The Denver Art Museum has come up with the perfect winter show: Brilliant: Cartier in the 20th Century, which is crammed to the rafters with "ice" in the form of more diamonds than I could possibly count. Up front, I'm going to admit that I know very little about jewelry (I don't even wear a watch), but I do know a lot about the history of style as it revealed itself in Paris in the twentieth century, and I've got a good handle on the characteristics of fine craft, as well. So if a person like myself, who has little interest in or knowledge of gems and precious metals, found this show riveting -- against my own expectations -- that really says something about how well done it is. And about how good Cartier was during its heyday. The show is a visual marathon, with so many things included that it's downright exhausting. There are some 200 artifacts from the Cartier collection alone, which is maintained by the company, with an additional 55 pieces coming from an array of private collectors.
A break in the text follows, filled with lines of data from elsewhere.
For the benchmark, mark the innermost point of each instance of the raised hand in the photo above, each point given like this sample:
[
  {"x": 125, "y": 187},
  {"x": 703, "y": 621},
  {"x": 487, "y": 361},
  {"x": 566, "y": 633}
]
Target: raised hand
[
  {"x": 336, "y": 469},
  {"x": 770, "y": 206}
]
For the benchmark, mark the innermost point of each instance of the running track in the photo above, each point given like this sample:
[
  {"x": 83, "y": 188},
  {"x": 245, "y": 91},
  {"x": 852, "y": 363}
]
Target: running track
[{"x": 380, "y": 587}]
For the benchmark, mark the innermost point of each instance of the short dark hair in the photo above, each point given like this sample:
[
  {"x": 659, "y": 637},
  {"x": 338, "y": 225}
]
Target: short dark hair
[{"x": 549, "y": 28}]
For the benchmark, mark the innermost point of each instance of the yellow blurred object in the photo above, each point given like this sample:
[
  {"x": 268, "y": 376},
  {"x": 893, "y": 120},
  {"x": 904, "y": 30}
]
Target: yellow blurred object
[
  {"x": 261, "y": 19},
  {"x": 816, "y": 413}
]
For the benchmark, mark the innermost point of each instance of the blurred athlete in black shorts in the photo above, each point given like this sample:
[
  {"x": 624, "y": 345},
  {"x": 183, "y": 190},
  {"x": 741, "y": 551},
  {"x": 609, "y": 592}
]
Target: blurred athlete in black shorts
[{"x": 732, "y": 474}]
See also: Review: Memories of Home Get Hazy for Jill Hadley Hooper at Goodwin Fine Art

The show, which is unique to Denver, features an exhibition design by Nathalie Crinière, who also did the Yves Saint Laurent show a couple of years ago. But she took a completely different approach this time. Brilliant was conceived as a maze in which the walls are punctuated by a series of openings evocative of windows -- some suggesting shop windows like the ones at Cartier's own stores. Viewers are able to see the works through these "windows," which are supplemented here and there by more conventional display cases. Given how small and valuable the individual items are, I didn't expect anything that wasn't behind glass or Lexan.
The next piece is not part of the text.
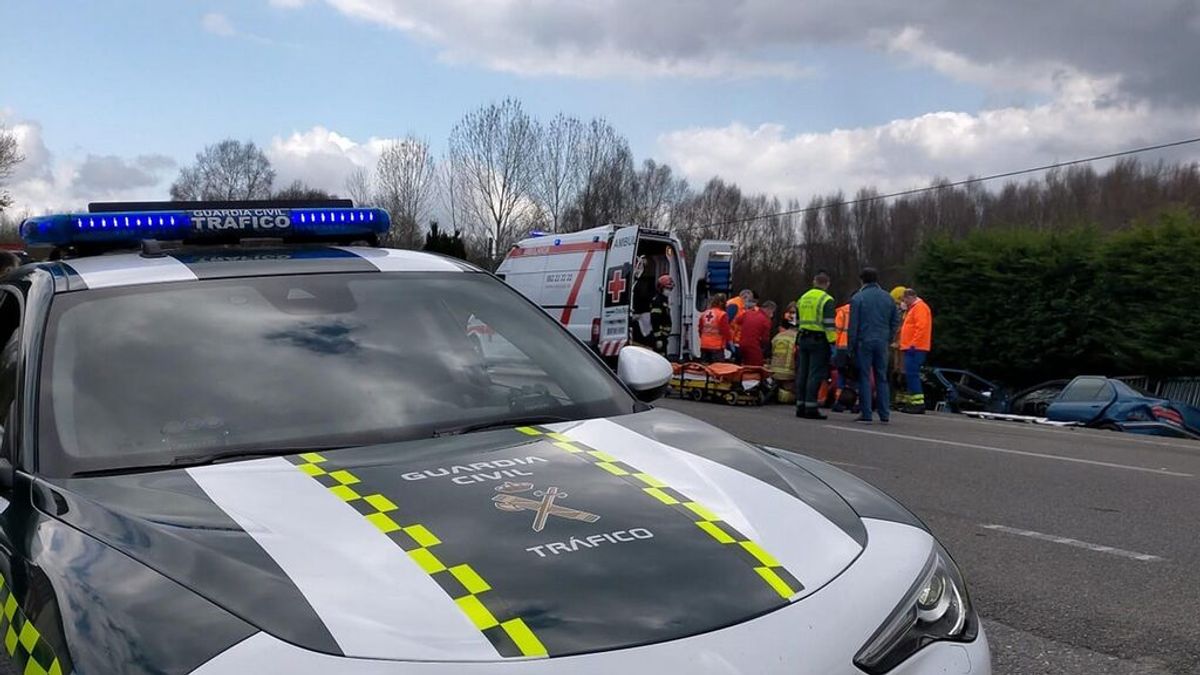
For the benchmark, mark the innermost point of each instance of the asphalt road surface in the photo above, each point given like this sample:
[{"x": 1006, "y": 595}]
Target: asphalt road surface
[{"x": 1081, "y": 549}]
Brilliant was put together by DAM curator Margaret Young-Sanchez, which was a surprise. If you had asked me to guess who among the stable of curators at the museum would be put in charge of such a show, Young-Sanchez would have been near the end of my list since she is the curator of Pre-Columbian art -- a topic that seems far removed from modern-era French jewelry. Asked about it, Young-Sanchez responded enthusiastically, explaining, "I have always loved jewelry, especially antique jewelry. I've had a fascination with the history of it -- how it's changed over time, the different kinds of materials used. So I have that background."

Young-Sanchez had seen a Cartier exhibit in San Francisco a few years ago, and that made her aware of the Cartier collection. So she got in touch with its staff and suggested doing a show in Denver. What attracted Young-Sanchez to Cartier in the first place was that the collection included a wide range of stylistic expressions done over a long period of time. And there was tremendous diversity, as Cartier has no specific stylistic signature but rather followed -- or often set -- the aesthetic trends of the period. Cartier allowed Young-Sanchez to borrow anything she wanted from its 1,500-item collection. With this freedom, the curator elected to survey the company's stylistic development, beginning with Victorian material from 1900 and proceeding through the modernist works of the 1970s.

Cartier was founded in 1847, but for the rest of the nineteenth century, it was simply one of many respectable jewelers in Paris. It wasn't until the founder's grandsons -- Louis, Pierre and Jacques Cartier -- came into the business (with the eldest, Louis, joining the firm in 1898) that Cartier would be launched onto the path that would ultimately lead to its position as the most important jeweler of the twentieth century.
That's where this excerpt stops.